Looking west during the 2017 total solar eclipse, the nearly 70-mile-wide path of totality roars toward viewers like massive storm on the horizon, capped by a 360-degree sunset glow. Video by Scooter Smith. 

Set your cameras and phones aside and be open to the experience. Submit to the total solar eclipse as a spiritual act and feel the rising ecstasy, the radiant awe. Know your place in a universe of circles inside circles inside spirals in the sky. Allow yourself to scream, weep and laugh. Experience what it is to be human caught in a cosmic matrix, to know awe as no other creature can.

RESOURCES

These images show a total solar eclipse and an annular solar eclipse. Courtesy of NASA/MSFC/Joseph Matus and NASA/Bill Dunford.
These images show a total solar eclipse and an annular solar eclipse. Courtesy of NASA/MSFC/Joseph Matus and NASA/Bill Dunford.

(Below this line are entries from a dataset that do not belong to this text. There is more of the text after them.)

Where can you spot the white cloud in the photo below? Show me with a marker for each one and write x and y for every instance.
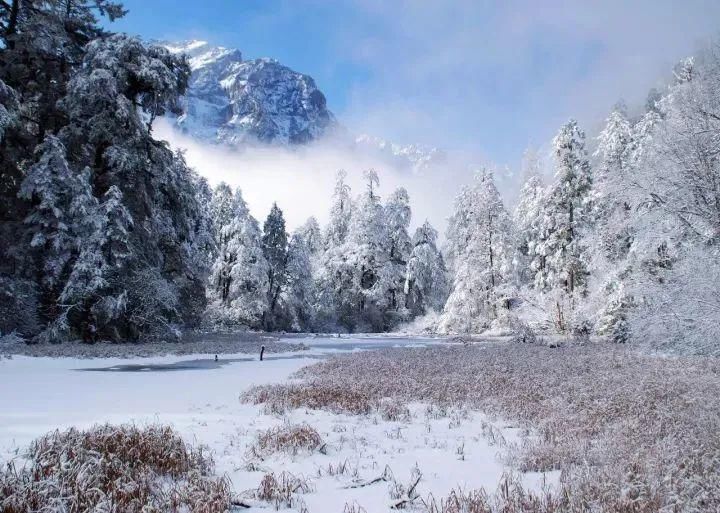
(496, 76)
(301, 180)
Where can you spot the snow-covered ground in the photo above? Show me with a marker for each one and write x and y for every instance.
(38, 395)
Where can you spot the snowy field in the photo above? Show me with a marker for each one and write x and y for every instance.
(366, 424)
(200, 399)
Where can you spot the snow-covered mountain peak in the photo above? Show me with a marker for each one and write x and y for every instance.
(233, 101)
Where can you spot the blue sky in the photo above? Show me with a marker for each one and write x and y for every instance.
(490, 78)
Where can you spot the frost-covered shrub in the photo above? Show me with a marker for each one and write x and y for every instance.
(324, 395)
(113, 468)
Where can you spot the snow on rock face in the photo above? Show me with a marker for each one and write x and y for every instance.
(234, 102)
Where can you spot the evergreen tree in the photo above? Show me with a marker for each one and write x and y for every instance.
(300, 289)
(562, 259)
(397, 220)
(527, 218)
(340, 212)
(367, 255)
(275, 249)
(426, 285)
(481, 236)
(239, 288)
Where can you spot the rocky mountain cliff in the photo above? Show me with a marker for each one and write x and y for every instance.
(233, 101)
(237, 102)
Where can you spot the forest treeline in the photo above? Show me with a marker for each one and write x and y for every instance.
(107, 234)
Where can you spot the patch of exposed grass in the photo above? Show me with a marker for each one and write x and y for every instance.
(113, 468)
(283, 490)
(630, 433)
(290, 439)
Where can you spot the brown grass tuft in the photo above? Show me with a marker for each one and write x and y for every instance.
(630, 433)
(113, 468)
(291, 439)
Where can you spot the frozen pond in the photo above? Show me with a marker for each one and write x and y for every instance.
(318, 347)
(40, 394)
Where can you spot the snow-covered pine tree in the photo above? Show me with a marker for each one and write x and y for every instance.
(481, 238)
(397, 220)
(238, 288)
(299, 294)
(612, 236)
(426, 284)
(367, 257)
(561, 255)
(312, 236)
(527, 218)
(340, 212)
(334, 277)
(120, 86)
(275, 249)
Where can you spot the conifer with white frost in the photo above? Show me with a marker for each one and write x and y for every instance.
(481, 240)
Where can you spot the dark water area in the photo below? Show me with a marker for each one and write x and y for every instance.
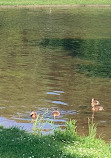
(55, 58)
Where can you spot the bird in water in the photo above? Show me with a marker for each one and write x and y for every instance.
(56, 113)
(96, 105)
(33, 115)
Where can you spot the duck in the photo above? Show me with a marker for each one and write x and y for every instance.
(56, 113)
(97, 108)
(33, 115)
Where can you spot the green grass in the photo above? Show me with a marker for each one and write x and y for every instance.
(16, 143)
(53, 2)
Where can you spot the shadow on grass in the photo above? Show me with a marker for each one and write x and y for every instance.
(15, 143)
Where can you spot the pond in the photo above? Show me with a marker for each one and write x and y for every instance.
(55, 58)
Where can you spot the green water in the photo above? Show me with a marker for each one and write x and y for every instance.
(56, 58)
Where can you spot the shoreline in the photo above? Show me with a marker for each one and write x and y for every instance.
(48, 6)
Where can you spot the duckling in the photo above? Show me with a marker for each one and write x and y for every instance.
(55, 113)
(96, 105)
(97, 108)
(33, 115)
(95, 102)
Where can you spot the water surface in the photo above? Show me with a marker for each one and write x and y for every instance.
(55, 58)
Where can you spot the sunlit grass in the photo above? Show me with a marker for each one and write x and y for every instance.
(63, 144)
(53, 2)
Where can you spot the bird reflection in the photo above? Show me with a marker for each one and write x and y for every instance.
(56, 113)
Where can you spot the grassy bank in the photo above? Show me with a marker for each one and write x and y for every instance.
(54, 2)
(19, 144)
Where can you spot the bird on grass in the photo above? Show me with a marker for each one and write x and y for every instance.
(56, 113)
(96, 105)
(33, 115)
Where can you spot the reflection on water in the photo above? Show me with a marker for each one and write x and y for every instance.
(58, 60)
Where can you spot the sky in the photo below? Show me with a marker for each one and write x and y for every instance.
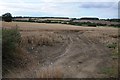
(61, 8)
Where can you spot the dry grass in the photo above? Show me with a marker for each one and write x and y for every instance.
(41, 38)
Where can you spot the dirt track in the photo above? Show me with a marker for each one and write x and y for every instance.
(79, 54)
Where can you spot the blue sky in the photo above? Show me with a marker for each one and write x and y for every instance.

• Great American Eclipse. This website created for the 2017 total solar eclipse offers a plethora of information on the October 2023 annular solar eclipse and the April 2024 total solar eclipse. Includes a variety of maps, an animation, times for specific cities and tips for viewing.

• American Astronomical Society. Eye safety from experts.

• NASA. Learn more about the eclipse types, the science and history behind eclipse.

• My Total Solar Eclipse Experience. For a fun and exacting chronicle of this author experiencing a total solar eclipse in Nebraska, read Eclipsestock! North Texas writer witnesses totality in Nebraska.

VIEWING TIPS

• Be Flexible. Study the path carefully and have multiple places and routes planned if the weather turns cloudy.

• Be Eye-Aware. Wear eclipse glasses for viewing the solar face. Be ready to take them off at totality. Purchase good quality ones having a lifespan of at least four hours in sunlight.

 Look for the Bright Spots. To get the whole experience of Baily’s Beads, diamond-like rays of sunlight squeezing through the lunar terrain on the Moon’s edge, purchase solar binoculars.

• Find a Good Perch. The ideal location for shadow watching will be elevated and provide a clear view of the approach. For the October 2023 eclipse, find an open area with a view to the northeast and stretching to the southwest. For the April 2024 eclipse, find an open area with a view to the southwest and extending to the northeast.